Eğer Allah zulümleri yüzünden insanları cezalandırsaydı , yeryüzünde tek canlı bırakmazdı . Fakat onları takdir edilen bir süreye kadar geciktirir . Süreleri dolunca da , ne bir an geri kalabilirler ne de ileri geçerler . ( Nahl :61) .

Allahu Teâlâ mümin kullarının doğru olmasını , haddi aşmamızı , günahlarda ısrar etmemizi buyurmaktadır .

Ayeti kerimede :

Emrolunduğun gibi dosdoğru ol! Beraberindeki tevbe edenler de. Aşırı gitmeyin. Çünkü O, yaptıklarınızı görmektedir. (Hud: 112).

Kalpten samimi tevbe ayeti kerimede şöyle bildirilmiştir.

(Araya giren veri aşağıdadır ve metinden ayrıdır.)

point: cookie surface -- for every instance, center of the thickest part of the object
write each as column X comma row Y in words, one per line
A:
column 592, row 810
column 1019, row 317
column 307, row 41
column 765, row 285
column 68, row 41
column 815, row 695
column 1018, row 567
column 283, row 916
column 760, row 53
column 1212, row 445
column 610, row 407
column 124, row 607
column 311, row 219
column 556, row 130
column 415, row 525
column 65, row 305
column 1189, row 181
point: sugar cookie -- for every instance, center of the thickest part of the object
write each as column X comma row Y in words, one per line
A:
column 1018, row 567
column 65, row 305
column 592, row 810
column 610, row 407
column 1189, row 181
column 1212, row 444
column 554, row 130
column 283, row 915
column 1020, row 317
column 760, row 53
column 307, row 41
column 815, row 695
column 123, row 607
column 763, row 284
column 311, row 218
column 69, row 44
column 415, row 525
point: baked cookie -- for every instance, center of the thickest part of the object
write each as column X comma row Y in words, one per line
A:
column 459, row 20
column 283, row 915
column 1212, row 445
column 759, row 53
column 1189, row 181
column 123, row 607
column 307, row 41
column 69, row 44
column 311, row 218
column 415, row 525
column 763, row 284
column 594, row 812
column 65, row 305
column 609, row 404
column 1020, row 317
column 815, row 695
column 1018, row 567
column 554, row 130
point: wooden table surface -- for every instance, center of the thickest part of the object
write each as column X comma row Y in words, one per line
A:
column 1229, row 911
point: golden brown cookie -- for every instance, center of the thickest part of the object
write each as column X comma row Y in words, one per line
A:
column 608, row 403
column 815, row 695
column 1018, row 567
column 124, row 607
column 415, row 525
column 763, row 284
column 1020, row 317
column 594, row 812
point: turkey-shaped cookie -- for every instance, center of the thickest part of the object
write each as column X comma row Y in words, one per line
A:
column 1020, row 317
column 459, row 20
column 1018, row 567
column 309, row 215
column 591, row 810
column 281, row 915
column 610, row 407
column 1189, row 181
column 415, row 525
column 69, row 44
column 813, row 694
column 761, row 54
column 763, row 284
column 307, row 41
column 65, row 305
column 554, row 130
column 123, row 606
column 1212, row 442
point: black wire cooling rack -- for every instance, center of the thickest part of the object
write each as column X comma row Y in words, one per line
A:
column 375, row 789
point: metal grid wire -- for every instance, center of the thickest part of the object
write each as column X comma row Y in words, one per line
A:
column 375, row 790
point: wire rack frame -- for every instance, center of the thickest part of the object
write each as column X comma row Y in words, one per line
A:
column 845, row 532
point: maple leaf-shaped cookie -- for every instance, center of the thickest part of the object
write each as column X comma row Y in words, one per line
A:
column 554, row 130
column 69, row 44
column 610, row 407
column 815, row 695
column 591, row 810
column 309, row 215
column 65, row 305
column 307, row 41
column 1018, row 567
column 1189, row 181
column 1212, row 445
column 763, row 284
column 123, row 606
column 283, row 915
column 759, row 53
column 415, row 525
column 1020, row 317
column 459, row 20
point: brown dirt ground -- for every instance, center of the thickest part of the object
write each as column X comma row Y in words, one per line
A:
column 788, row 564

Ey iman edenler! Yürekten samimi bir tevbe ile Allah'a dönün. Umulur ki Rabbiniz sizin kötülüklerinizi örter ve sizi altlarından ırmaklar akan cennetlere koyar. O gün Allah Peygamber'i ve iman edip birlikte olanları rüsvay etmeyecek, utandırmayacak. Nurları önlerinde ve sağlarında koşup parlayacak. Derler ki: "Ey Rabbimiz! Nurumuzu tamamla ve bizi bağışla, şüphesiz ki sen ona şeye kâdirsin." (Tahrim: 8).

Bir daha o günah işlemleriemeye kul azmet edilmelidir. Şeytana ve nefsine uyup günah işleyince hemen tevbe etmelidir. Şeytandan ve nefslerinden gelen tevbe etme vesvesesine kapılmamalıdır. Kul hatasız, günahsız olmaz. Tevbe ve istiğfar ile hem günahlarımızı Allaha karşı itiraf ediyor, hemde bağışlanma diliyoruz. Allah ise bunu seviyor.

Güneşin batıdan doğması kıyamet alametlerindendir. O zaman tevbeler kabul olunmayacaktır. Bu kıyamet alametinin büyüklerinden olup, ne zaman olucağını yine Allahu Teâlâ bilir. Kullar ecel gelmeden, dünyaya dalmadan tevbesinde derece olmalıdır.

Hadisi şerifte:

"Ebu Hüreyre (radıyallahu anh) anlatıyor:" Resûlullah (aleyhissalatu Vesselam) buyurdular ki: "Kim güneş batıdan doğmazdan evvel tevbe ederse Allah tevbesini kabul eder." (Müslim, Zikr 43, (2703).

Sonsuz Tevvab olan Alemlerin Rabbine hamd ve senalar olsun. Allah bizleri zatına yönelenlerden, tevbe ve istiğfar edenlerden eylesin amin.